| 要旨トップ | 目次 | 日本生態学会第56回全国大会 (2009年3月,盛岡) 講演要旨


一般講演(ポスター発表) PC2-825

外来ヤモリが在来近縁ヤモリに与える影響〜環境利用の観点から〜 

河合 潮(京大・院・理)

ミナミヤモリは南西諸島に広く分布する小型夜行性ヤモリである。屋久島における近年の分布調査により、いくつかの集落に人為的に移入されたことが指摘されている。屋久島にはミナミヤモリに形態的によく似ている近縁在来種のヤクヤモリが生息する。先行研究によって、この二種は同所的に生息する九州南部で交雑による遺伝子浸透を起こしていることが示されており、屋久島においても同様の現象が生じることが予測される。

本研究では、屋久島においてミナミヤモリの移入がヤクヤモリにどのような影響を与えているかを把握することを目的として、分布調査を行い、地理情報システム(GIS)を用いて潜在生息適地図を作成し、二種の分布を規定している環境要因や、種間干渉について検討した。また、調査はミナミヤモリが移入されたことが知られている二集落、及びミナミヤモリが分布していないとされる三集落を中心とし、それらの集落間におけるヤクヤモリの分布状況を比較、考察した。さらに、二種の交雑の有無を明らかにする為にアロザイム解析を行った。
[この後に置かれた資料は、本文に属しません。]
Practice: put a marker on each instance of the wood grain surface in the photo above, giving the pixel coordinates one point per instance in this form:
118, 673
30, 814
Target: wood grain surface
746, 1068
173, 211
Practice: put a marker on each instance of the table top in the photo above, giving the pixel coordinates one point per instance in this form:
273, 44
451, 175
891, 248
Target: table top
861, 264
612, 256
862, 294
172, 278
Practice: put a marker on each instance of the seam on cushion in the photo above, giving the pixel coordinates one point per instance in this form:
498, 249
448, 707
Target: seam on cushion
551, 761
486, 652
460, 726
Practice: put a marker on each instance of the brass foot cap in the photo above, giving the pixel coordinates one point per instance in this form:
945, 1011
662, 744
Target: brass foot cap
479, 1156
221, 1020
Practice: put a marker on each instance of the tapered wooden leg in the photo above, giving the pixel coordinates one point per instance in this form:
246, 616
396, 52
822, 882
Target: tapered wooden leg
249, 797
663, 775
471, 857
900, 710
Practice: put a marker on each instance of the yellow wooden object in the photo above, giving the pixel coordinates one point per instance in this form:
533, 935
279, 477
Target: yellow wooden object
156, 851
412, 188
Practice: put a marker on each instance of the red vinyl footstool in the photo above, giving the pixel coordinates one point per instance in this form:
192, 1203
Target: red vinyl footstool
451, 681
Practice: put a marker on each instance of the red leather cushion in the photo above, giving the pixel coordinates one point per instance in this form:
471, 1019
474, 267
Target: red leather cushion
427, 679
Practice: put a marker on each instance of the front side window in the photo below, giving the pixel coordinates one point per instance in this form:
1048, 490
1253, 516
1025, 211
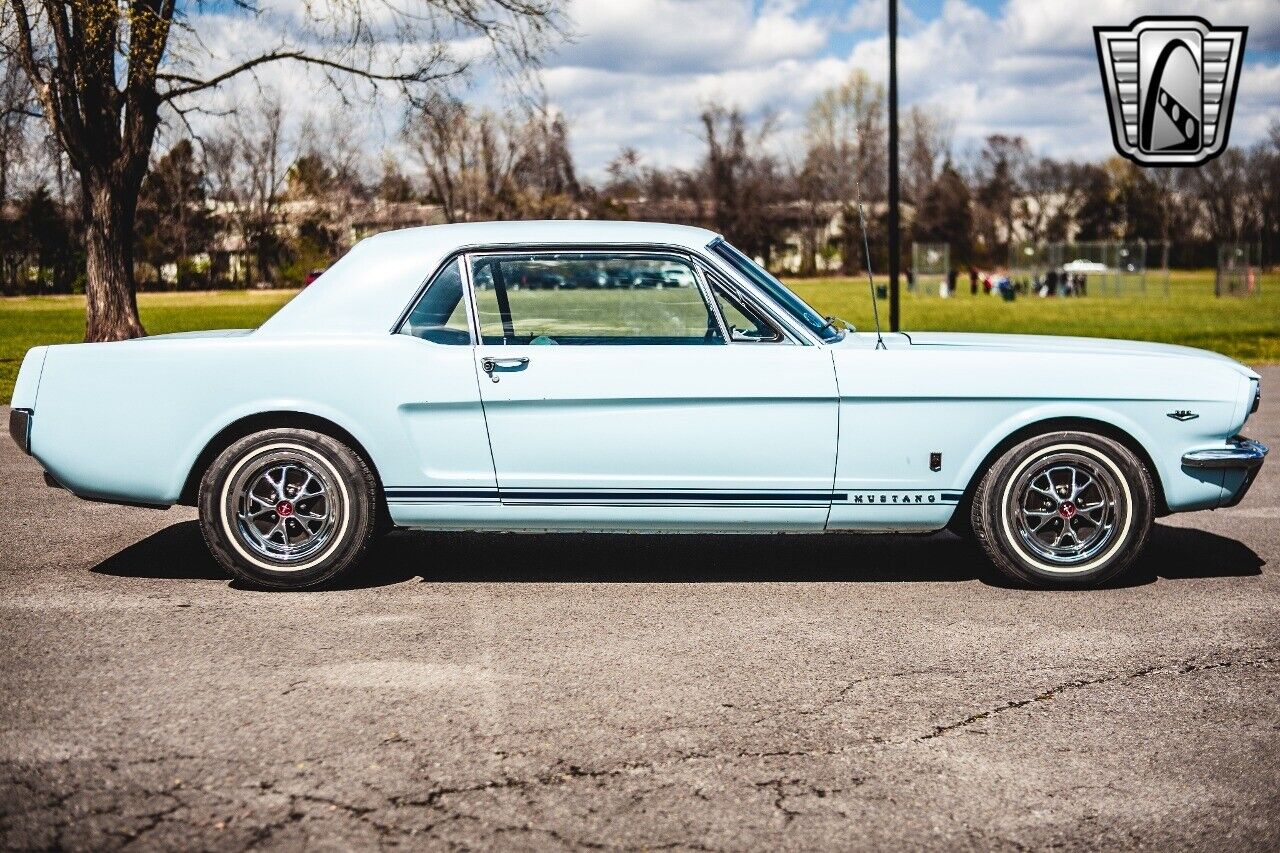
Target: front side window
590, 299
745, 323
440, 315
789, 301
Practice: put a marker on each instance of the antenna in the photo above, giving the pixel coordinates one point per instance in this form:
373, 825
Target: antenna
871, 284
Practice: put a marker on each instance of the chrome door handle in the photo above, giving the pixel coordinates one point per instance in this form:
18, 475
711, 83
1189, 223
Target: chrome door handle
492, 363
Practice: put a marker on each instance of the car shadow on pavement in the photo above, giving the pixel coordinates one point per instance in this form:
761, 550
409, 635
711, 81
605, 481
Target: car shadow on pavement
1173, 553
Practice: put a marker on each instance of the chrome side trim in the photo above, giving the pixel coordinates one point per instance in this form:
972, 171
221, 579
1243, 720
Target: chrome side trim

作成した潜在生息適地図によって、ヤクヤモリは森林環境に多く出現する傾向があることが示された。一方、ミナミヤモリは人為的撹乱の多い環境により多く出現する傾向があり、そういった環境に沿って、選択的に分布を拡大してきたことが示唆された。このように、二種の生息地は概ね環境によって規定されているが、集落周縁のような潜在生息適地の境界域では交雑と遺伝子浸透が高頻度で起こるということが明らかになった。そして、集落間の比較からミナミヤモリはそういった地域でヤクヤモリの分布を圧迫していることが示唆された。また、潜在生息適地図からは、ミナミヤモリが島内において、今後分布域をさらに拡大する可能性があること、交雑を通して遺伝子浸透が深く進行する可能性があることが読み取れた。